Summary
This modelling study addresses the critical challenge of accounting for soil carbon sequestration as a climate mitigation strategy, particularly where reversibility is a concern. By combining soil carbon scenarios with radiative forcing calculations over extended timescales, Leifeld and Keel demonstrate that even non-permanent CO2 removals provide net cooling, though substantially less than permanent removals. The authors propose a quantitative framework based on average annual carbon balance to enable unbiased assessment of soil carbon mitigation projects, with potential application to climate policy and carbon markets.
UK applicability
The methodology is geographically neutral and applicable to UK agricultural systems where soil carbon sequestration is promoted as a climate mitigation tool.
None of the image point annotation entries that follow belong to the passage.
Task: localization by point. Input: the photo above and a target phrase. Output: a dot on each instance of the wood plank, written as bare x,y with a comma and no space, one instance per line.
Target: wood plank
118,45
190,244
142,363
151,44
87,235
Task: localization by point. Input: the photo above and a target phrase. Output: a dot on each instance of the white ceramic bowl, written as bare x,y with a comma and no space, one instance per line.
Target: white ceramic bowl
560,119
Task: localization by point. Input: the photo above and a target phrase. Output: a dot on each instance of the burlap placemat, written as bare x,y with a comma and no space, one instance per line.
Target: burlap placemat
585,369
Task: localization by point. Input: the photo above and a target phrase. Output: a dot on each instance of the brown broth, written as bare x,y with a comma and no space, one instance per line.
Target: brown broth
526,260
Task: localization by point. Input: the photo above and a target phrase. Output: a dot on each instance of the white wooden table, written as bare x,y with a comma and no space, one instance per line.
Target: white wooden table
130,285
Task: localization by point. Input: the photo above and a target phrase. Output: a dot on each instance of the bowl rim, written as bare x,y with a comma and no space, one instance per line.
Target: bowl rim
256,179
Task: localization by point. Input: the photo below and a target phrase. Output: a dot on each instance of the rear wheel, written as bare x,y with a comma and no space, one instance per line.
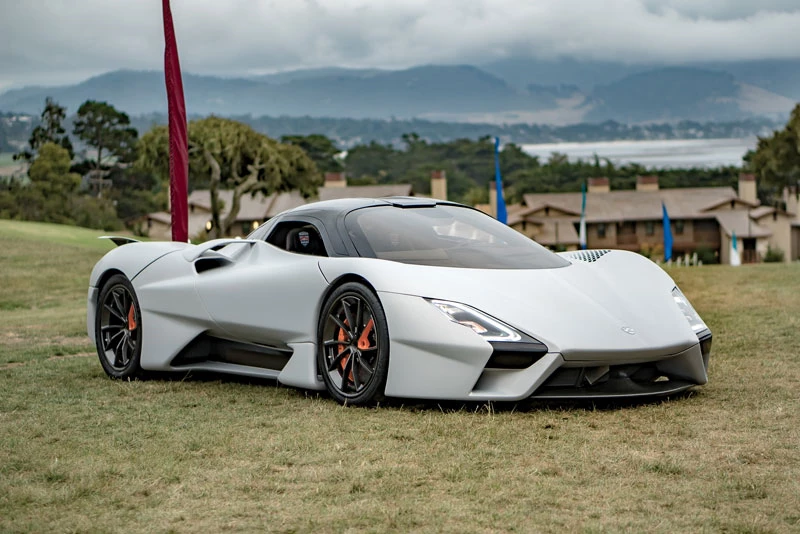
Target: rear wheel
118,328
353,353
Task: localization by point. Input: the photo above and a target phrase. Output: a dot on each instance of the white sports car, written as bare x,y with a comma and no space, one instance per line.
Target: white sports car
403,297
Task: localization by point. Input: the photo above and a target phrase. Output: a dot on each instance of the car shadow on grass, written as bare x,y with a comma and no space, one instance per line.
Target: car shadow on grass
446,406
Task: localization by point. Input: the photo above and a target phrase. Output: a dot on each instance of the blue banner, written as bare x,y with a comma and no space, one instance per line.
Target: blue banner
502,216
667,234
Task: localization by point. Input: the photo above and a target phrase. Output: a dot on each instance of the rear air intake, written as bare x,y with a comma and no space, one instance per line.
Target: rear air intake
587,255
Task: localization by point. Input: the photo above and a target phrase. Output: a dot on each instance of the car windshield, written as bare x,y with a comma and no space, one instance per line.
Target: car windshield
448,236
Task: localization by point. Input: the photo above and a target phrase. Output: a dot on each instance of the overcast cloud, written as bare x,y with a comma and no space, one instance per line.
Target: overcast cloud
61,41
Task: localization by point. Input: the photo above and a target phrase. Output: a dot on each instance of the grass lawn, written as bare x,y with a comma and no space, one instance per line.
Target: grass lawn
79,452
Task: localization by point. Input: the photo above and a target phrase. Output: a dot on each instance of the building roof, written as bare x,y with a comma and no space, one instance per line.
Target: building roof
556,232
739,221
365,191
681,203
761,211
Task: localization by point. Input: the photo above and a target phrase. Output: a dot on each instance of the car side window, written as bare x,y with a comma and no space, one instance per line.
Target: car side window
299,237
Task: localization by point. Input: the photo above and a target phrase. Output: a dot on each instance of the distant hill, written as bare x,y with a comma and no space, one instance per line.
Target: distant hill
512,91
780,76
382,94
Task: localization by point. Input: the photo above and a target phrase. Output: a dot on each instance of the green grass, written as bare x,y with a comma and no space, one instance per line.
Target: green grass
79,452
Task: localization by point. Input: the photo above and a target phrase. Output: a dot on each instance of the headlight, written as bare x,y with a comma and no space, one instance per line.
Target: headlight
487,327
694,319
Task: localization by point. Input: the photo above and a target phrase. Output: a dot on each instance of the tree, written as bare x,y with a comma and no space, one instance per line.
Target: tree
50,130
105,129
776,160
51,187
319,148
226,154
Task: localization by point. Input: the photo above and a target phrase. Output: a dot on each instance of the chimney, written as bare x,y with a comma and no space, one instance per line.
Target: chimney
335,179
647,183
790,199
599,185
439,185
747,188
The findings are particularly relevant to UK carbon market schemes and agricultural policy frameworks that need to account for reversibility risk in soil carbon projects.
Key measures
Radiative forcing (watts per square metre); soil organic carbon accumulation and loss scenarios; atmospheric CO2 impulse response functions; time-integrated forcing effects over 500 years
Outcomes reported
The study quantified the radiative forcing (cooling effect) generated by soil carbon sinks over a 500-year time horizon, comparing reversible (non-permanent) and non-reversible (permanent) carbon removal scenarios. Results demonstrated that average annual soil organic carbon balance is the primary determinant of average radiative forcing, independent of sequestration rates or sink longevity.